Acompañó el rey a la princesa el décimo día, y a Valladolid fueron. Con prelados, obispos, arzobispos, barones, caballeros y señores infieles, embajadores y deudos. El rey no permitía que nadie se fuera sin ser honrado, y nadie recordaba tanta magnificencia.
Había perdido la costumbre ya del frío, y los cuchillos de escarcha se me clavaban en las manos que sujetaban las riendas, porque había elegido unos guantes finos. La comitiva real venía a por mí, y a mi espalda, los noruegos aguardaban el encuentro con las mandíbulas apretadas y sus mejores galas. A mí me cubría el rostro un velo, y mi yegua nueva, a la que prefería por encima de la muía o del macho regalado por el rey Jaime, parecía también inquieta, bailarina sobre sus cascos finos.
Esa noche había soñado con mi madre. Con Cecilia, quizás, también. Me entregaba al sueño agotada, y cuando me despertaban por la mañana me parecía no haber dormido. Deseaba descansar semanas enteras, en un único lugar, que todo aquello hubiera ocurrido ya y recordarlo desde mi vejez, a salvo, recién sacudida de un sueño agradable.

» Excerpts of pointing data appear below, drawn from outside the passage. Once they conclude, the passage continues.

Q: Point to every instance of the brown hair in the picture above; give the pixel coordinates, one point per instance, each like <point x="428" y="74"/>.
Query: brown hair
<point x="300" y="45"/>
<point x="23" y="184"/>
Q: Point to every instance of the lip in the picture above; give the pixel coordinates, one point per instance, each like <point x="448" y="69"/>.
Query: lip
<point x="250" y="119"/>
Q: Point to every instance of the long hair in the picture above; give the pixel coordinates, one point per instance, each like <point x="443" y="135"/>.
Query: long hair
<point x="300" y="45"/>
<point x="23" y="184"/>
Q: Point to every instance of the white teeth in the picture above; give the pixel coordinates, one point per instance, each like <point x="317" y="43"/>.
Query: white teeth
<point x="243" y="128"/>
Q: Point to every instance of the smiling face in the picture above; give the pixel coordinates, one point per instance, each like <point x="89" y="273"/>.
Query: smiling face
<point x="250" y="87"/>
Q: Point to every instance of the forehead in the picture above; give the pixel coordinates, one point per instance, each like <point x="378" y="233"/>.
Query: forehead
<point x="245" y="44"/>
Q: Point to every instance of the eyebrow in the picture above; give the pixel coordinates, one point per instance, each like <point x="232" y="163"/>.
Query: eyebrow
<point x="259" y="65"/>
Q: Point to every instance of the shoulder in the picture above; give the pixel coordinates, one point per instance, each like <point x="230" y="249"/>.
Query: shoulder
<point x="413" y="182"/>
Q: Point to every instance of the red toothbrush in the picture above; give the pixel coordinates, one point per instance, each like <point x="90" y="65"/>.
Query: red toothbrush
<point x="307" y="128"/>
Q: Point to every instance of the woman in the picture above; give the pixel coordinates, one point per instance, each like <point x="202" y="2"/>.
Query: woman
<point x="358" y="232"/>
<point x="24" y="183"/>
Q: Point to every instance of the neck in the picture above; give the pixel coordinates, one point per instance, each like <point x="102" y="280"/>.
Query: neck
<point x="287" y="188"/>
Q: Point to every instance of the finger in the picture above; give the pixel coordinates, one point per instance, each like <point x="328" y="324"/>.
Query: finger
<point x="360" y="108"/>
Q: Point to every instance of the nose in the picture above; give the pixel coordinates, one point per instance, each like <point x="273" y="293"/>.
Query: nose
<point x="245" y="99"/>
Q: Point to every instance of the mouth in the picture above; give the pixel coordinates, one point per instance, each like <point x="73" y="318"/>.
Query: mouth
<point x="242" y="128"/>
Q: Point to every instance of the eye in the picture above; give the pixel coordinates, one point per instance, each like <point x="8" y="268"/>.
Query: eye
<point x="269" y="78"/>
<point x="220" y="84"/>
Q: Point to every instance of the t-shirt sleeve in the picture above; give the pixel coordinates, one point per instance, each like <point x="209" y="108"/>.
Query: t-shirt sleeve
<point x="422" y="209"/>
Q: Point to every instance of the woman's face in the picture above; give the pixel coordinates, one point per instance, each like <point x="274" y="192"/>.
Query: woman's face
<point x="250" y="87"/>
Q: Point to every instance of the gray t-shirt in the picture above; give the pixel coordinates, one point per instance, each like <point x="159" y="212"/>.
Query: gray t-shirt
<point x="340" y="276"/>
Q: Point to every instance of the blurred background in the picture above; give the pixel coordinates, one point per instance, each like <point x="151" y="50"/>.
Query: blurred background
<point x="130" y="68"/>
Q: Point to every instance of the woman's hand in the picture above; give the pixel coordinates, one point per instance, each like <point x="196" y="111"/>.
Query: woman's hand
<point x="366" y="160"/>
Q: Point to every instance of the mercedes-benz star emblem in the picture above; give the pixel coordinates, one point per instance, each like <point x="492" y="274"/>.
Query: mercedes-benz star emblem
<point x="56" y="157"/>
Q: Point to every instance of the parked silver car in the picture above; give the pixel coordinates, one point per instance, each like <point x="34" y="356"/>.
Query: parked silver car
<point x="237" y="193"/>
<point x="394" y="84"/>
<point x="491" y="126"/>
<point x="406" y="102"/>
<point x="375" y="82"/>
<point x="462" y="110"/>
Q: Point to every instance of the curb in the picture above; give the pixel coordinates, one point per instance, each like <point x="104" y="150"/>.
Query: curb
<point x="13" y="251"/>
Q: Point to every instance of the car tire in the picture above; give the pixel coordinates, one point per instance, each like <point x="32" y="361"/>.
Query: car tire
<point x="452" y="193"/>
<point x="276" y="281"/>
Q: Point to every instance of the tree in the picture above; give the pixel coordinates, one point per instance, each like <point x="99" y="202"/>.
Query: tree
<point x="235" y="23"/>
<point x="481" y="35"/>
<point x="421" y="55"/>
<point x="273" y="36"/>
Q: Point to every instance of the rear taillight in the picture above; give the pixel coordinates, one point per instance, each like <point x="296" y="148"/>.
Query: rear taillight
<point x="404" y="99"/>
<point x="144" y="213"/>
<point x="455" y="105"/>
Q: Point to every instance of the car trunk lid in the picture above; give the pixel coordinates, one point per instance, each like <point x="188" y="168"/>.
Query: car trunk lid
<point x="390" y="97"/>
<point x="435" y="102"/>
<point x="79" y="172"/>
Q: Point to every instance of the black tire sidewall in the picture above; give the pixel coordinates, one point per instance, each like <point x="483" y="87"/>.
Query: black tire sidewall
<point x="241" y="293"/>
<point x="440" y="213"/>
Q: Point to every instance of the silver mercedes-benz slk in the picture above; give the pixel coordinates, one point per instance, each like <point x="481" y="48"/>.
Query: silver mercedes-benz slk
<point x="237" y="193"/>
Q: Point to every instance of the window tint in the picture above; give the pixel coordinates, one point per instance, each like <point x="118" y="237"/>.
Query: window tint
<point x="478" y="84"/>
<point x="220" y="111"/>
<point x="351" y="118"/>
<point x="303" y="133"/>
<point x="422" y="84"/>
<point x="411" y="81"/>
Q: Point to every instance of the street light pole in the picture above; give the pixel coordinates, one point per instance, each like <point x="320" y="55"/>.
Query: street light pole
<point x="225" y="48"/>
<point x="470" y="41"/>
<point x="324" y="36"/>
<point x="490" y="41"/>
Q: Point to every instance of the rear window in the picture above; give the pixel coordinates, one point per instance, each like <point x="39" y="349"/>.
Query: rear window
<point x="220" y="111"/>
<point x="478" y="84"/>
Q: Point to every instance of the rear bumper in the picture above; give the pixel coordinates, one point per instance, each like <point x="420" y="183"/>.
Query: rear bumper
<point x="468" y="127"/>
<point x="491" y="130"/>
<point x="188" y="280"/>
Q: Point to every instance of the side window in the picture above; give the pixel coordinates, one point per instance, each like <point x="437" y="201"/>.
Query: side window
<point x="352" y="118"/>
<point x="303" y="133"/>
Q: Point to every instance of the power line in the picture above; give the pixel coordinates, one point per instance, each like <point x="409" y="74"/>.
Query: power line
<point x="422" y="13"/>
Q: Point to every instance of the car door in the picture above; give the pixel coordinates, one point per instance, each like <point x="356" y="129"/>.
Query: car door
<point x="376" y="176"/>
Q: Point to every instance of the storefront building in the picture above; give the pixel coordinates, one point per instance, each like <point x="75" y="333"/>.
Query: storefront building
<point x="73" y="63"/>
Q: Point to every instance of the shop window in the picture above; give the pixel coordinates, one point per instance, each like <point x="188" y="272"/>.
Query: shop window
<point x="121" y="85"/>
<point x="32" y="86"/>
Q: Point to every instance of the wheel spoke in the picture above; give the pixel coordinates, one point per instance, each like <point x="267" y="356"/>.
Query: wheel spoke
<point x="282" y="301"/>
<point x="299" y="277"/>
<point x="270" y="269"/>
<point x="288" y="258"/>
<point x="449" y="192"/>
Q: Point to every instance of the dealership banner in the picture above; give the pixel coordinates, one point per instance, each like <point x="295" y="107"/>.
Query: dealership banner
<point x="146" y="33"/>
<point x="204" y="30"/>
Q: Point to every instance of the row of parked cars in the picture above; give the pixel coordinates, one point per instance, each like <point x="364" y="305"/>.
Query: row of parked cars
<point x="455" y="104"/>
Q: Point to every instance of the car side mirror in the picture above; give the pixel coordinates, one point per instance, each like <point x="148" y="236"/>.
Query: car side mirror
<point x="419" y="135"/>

Frente a mí se habían congregado gran número de castellanos, villanos y burgueses, que aguardaban presenciar la recepción del rey. Algunos se habían mantenido en ese lugar durante horas, con sus familias y sus alimentos y sus mantas gruesas, como si fueran de romería. Nosotros, con el sudor o el frío punteando la espina dorsal, esperábamos. Valladolid era una urbe inmensa, en la que habitaban veinticinco mil almas. Una ciudad monstruosa, llena de ruido, de gente, desbordada en su insensato tamaño.
Los sones anunciaron la proximidad de los monarcas. Como en Aragón (como en todas partes menos en la mezquina Francia), llegaba después de los primeros escoltas una procesión de antorchas, músicos con sus instrumentos y, al remate de una fila de doce caballeros y doce damas a caballo, costosamente guarnecidos, mi rey don Alfonso con doña Violante. Los pajes, vestidos con la enseña real, se acercaron a mí; el rey descabalgó y me dio la bienvenida.